Lower mortgage rates have given the property market a shot in the arm, although it has the feel of a statistical rebound from very low levels. The number of new homes being built remains weak. The Reserve Bank has committed to keeping rates low until the latter part of 2010, which will provide borrowers with a greater degree of certainty.

» Building Consents – March. Residential building consents remain very weak. Following an 11.7 percent increase in February, consent issuance fell 4.6 percent in March (-30 percent annually). Stripping out volatile apartment issuance, consents fell 1.3 percent following a 0.2 percent increase last month. The level remains near historical lows.

» Net Migration – March. NZ gained a net 1,720 people in the month of March, taking the annual gain to 7,482 (compared to 4,678 a year ago). In the March quarter, net migration was running at an annualised rate of 16,520 people, equivalent to 0.4 percent of the population.

» Mortgage Lending – March. Household credit growth rose by only 0.1  percent - despite all that frenzied mortgage fixing and increased housing market activity.

» REINZ housing data – April. Nationwide house sales recorded an impressive 19.6 percent seasonally adjusted increase in April, and are now up 39 percent on a year ago. The median length of time to sell a house improved to 44 days in seasonally adjusted terms in the month. This is down from 48 days in March and a peak of 57 days in July last year, although it remains slightly above the historical average of 39 days. House prices also continue to surprise, although composition issues with the REINZ data means that some caution should be taken. Nevertheless, the median house price rose $5000 in the month to $340,000 and is only down 1.4 percent on a year ago.

» RBNZ April OCR Review. The RBNZ delivered a clear message in its latest assessment of the economic situation by cutting the Official Cash rate (OCR) by 50 basis points and committing to keeping rates low until late 2010. In so far as central bank communication is concerned, the message was clear cut: if you are a borrower, don’t panic and rush to fix

for a long-term.

» Household Labour Force – March. In seasonally adjusted terms, employment fell by 1.1 percent in the March quarter – the biggest quarterly contraction since the March 1989 quarter. However, volatility in the employment growth measure of late almost makes the quarter-on-quarter movements redundant. We instead prefer to focus on the more stable unemployment rate, and while it rose 0.3 percentage points to 5.0 percent, judging by leading indicators it is set to rise further.

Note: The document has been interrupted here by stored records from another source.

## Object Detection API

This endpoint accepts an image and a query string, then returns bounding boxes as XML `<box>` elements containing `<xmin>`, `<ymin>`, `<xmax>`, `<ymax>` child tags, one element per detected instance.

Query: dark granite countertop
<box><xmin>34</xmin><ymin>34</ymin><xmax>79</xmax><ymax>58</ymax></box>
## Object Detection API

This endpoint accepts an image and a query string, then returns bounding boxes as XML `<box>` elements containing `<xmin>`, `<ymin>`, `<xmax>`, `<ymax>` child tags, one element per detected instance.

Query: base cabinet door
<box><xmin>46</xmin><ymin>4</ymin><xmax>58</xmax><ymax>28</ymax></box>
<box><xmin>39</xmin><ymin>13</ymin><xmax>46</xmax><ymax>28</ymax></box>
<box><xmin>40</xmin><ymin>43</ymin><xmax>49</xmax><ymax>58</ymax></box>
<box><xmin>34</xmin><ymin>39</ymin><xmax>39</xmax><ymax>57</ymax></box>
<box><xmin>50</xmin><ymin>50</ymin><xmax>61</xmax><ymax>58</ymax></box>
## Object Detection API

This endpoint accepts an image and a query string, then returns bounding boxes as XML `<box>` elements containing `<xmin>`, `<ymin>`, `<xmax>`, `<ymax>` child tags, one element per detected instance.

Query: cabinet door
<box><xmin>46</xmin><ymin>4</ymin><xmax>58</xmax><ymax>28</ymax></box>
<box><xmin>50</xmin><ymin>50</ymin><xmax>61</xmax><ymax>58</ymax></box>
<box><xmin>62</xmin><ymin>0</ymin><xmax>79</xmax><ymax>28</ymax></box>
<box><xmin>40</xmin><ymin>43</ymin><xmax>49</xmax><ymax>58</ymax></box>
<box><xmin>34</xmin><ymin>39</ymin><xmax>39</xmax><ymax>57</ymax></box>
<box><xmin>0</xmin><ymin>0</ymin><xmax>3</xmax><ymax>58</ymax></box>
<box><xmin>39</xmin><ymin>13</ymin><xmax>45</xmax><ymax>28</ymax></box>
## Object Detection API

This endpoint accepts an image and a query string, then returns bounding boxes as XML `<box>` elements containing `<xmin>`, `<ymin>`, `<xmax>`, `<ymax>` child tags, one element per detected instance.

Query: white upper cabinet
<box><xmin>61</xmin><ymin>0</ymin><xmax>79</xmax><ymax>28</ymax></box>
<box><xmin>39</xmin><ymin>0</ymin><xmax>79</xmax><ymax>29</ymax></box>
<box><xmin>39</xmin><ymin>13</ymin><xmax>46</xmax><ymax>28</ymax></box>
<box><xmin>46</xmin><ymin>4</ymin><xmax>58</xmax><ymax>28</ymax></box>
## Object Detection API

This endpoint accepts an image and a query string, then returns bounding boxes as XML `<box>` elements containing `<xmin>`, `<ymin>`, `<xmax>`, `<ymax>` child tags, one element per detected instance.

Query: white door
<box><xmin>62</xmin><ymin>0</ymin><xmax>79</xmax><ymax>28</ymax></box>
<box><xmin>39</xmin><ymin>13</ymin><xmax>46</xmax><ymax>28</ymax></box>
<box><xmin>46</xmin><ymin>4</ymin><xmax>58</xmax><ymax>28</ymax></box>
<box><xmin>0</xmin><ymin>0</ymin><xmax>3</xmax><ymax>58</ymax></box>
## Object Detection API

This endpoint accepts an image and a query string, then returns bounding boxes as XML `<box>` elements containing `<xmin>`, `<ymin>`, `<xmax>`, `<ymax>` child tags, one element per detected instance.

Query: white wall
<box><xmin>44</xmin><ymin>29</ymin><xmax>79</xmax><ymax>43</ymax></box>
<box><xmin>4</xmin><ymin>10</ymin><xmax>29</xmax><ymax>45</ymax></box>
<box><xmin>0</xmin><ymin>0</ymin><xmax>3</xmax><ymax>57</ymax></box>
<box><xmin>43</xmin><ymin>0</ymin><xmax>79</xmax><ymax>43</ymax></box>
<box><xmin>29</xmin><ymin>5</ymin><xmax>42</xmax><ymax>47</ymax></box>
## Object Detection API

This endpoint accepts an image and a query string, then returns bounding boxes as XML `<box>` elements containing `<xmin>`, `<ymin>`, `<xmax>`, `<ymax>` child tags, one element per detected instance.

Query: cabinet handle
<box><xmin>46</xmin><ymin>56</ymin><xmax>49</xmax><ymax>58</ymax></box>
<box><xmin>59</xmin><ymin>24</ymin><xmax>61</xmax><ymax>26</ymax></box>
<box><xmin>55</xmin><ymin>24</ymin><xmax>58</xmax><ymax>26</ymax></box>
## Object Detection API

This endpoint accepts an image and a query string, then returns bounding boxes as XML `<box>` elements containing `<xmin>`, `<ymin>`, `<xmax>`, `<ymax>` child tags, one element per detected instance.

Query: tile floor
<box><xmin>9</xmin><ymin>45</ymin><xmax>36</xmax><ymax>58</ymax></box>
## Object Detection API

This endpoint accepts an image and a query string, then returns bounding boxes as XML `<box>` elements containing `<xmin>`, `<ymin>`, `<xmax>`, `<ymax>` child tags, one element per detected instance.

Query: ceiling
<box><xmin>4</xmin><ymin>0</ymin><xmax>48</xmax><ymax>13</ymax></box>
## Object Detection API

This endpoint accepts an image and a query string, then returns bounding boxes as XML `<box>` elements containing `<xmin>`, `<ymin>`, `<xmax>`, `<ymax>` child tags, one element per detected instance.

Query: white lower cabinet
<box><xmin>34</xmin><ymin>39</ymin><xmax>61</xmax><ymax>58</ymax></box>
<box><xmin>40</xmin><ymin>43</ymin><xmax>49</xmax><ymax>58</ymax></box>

The month saw further signs of encouragement in so far as housing related indicators are concerned. However, the level of activity still remains well down on the peak. Recovering house sales look to be leading the way and should start to flow into building consent figures in H2 2009 (which having hit 1960’s lows is simply unsustainable relative to natural population and

migration growth). But going forward we need to differentiate between the change and the base. The change is welcome but recovery means climbing out of a very deep hole. The big uncertainties are impetus from migration versus fewer jobs.